Après l'annulation du match à Colmar, on imagine que vous avez des fourmis dans les jambes ?
Il est clair qu'on aurait vraiment voulu jouer ce match. Chaque année la Coupe de France permet de retrouver un peu de rythme après la trêve. Là, on va reprendre contre Rennes, en Coupe de la Ligue, et ce ne sera pas un match évident. Cela fait plus de 15 jours qu'on n'a pas joué et même si les entraînements se déroulent ici dans de très bonnes conditions, ça ne remplace pas la compétition. En plus, la trêve a un peu cassé notre très belle dynamique du mois de décembre. Alors, ce match contre Rennes sera vraiment un bon test.
Quand on est deuxième de Ligue 1 à la trêve, la Coupe de la Ligue n'est-elle pas une compétition secondaire, voire en trop ?

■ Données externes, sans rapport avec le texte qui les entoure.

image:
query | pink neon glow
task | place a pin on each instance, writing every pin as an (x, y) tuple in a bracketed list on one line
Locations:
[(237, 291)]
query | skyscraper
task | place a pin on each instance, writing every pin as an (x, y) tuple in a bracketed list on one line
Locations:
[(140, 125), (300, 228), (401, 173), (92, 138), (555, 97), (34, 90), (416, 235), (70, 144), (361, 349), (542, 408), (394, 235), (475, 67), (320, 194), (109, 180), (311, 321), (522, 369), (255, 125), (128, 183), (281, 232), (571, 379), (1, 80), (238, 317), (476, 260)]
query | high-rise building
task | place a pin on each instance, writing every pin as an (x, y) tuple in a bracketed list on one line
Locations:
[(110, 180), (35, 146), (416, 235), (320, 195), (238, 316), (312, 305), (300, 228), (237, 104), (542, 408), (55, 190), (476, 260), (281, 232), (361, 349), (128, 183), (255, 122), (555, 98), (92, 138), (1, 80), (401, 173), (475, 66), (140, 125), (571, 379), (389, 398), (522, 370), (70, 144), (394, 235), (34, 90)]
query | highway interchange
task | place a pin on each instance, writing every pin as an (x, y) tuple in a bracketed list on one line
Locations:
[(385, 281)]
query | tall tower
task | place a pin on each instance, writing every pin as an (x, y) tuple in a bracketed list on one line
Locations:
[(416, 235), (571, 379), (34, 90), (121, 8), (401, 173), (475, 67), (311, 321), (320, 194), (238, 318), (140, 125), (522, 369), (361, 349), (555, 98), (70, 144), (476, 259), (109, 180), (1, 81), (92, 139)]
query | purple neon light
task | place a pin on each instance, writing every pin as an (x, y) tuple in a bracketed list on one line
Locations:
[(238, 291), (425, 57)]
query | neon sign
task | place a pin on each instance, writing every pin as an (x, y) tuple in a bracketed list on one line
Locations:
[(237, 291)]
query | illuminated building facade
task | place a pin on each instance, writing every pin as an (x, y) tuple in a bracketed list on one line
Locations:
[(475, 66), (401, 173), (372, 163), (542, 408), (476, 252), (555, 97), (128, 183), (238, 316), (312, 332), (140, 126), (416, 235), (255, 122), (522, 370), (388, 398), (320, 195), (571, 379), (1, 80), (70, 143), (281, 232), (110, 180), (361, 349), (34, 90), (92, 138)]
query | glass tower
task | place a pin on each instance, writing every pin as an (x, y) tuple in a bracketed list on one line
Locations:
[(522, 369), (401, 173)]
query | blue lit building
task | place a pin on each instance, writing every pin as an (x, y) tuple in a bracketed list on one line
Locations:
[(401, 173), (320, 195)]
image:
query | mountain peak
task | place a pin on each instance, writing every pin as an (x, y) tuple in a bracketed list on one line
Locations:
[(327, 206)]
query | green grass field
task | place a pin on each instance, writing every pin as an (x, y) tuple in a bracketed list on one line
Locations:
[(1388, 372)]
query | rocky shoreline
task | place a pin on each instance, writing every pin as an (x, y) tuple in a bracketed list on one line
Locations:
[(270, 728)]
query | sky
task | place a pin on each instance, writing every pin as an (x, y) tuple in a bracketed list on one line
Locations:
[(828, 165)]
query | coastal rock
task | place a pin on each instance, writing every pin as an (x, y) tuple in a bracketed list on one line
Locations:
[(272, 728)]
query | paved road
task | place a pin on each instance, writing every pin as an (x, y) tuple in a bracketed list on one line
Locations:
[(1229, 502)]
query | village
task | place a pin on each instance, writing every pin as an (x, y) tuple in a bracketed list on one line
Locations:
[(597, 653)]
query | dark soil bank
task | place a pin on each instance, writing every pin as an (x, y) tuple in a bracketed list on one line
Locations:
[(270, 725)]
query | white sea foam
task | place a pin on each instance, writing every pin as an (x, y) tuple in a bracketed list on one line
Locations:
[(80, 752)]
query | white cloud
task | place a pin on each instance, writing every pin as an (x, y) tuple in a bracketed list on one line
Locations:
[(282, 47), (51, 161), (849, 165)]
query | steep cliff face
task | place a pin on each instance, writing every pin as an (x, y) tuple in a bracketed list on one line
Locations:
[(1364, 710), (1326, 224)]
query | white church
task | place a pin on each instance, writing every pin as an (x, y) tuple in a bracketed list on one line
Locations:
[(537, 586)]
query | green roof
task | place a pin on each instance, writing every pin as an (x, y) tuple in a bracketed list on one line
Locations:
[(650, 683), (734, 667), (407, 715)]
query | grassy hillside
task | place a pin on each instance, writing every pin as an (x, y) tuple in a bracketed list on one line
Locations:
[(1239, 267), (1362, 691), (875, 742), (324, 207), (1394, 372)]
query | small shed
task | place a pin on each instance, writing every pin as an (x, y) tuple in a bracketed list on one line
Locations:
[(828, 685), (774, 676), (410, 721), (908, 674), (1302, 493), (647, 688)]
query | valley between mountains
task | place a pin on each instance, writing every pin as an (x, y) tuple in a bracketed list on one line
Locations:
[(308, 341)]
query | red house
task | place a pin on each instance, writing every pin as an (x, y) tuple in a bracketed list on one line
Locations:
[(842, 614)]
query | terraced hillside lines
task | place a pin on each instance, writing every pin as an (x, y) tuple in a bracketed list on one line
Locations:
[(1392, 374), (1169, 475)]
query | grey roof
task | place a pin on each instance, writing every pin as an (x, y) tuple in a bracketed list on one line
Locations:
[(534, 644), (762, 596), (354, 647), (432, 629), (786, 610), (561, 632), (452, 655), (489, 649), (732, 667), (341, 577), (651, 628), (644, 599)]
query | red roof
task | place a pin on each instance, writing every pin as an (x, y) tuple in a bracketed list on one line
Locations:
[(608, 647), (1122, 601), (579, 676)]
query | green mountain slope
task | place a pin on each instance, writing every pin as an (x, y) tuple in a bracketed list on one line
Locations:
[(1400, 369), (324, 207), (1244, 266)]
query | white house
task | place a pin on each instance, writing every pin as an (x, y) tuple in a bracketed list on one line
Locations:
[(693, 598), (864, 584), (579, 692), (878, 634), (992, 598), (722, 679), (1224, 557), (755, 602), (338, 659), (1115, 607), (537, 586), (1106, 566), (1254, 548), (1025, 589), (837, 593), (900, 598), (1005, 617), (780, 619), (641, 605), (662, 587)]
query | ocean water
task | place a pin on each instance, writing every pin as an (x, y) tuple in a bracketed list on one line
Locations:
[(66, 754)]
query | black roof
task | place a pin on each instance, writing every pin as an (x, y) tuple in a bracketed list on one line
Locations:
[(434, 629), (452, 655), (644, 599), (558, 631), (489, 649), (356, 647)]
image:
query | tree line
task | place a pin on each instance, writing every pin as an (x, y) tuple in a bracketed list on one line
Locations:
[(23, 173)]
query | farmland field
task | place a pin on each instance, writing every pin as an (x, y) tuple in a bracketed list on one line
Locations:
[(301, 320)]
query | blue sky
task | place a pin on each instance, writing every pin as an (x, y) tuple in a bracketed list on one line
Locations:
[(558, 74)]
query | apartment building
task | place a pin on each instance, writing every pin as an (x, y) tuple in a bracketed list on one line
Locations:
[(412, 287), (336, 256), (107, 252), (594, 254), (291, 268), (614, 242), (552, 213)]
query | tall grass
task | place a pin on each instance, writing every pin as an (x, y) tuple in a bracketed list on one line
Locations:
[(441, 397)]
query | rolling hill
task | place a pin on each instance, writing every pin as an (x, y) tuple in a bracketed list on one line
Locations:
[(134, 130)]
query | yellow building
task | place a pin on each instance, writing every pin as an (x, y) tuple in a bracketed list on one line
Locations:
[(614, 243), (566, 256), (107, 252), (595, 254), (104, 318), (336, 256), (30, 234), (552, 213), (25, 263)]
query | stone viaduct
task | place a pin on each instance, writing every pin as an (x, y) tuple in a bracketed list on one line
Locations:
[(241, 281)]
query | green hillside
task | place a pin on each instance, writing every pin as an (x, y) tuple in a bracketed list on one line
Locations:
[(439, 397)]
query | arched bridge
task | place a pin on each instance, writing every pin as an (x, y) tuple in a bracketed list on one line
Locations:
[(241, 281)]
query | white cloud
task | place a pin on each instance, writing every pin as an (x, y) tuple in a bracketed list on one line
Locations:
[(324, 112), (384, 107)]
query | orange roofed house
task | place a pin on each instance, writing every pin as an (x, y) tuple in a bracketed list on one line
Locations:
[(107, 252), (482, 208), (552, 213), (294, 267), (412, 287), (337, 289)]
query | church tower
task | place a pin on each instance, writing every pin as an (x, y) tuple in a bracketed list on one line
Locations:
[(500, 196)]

Non, non, ça reste un trophée prestigieux. Moi, je n'en ai jamais remporté et le club n'a rien gagné depuis très longtemps. Je pense qu'on va jouer cette compétition à fond car la Coupe de la Ligue est le moyen le plus rapide de remporter un titre. On a eu la chance d'entrer dans cette compétition en huitième de finale (Lille, européen, était exempté au tour précédent, ndlr) et, maintenant, on a aussi la chance de jouer à la maison. En championnat, on aura aussi peut-être du mal à conserver cette place face à des grosses écuries comme Marseille ou Lyon.
L'absence de Gervinho, parti à la CAN, est-elle un gros handicap pour le LOSC ?
Il va nous manquer, c'est une certitude. Il est le meilleur buteur du championnat et c'est un peu la pierre angulaire de notre système offensif. Il est capable de créer des brèches, il prend les espaces. Contre des défenses regroupées, il peut "foutre le feu". Mais un garçon comme Eden Hazard est aussi capable de le faire. Après, c'est une affaire d'état d'esprit et ça ne tient pas qu'à un seul joueur. En décembre, on a gagné aussi grâce aux autres attaquants, aux défenseurs et aux milieux qui récupéraient les ballons et qui relançaient bien. On a trouvé une vraie cohérence collective, on doit être capable de rééditer ces performances.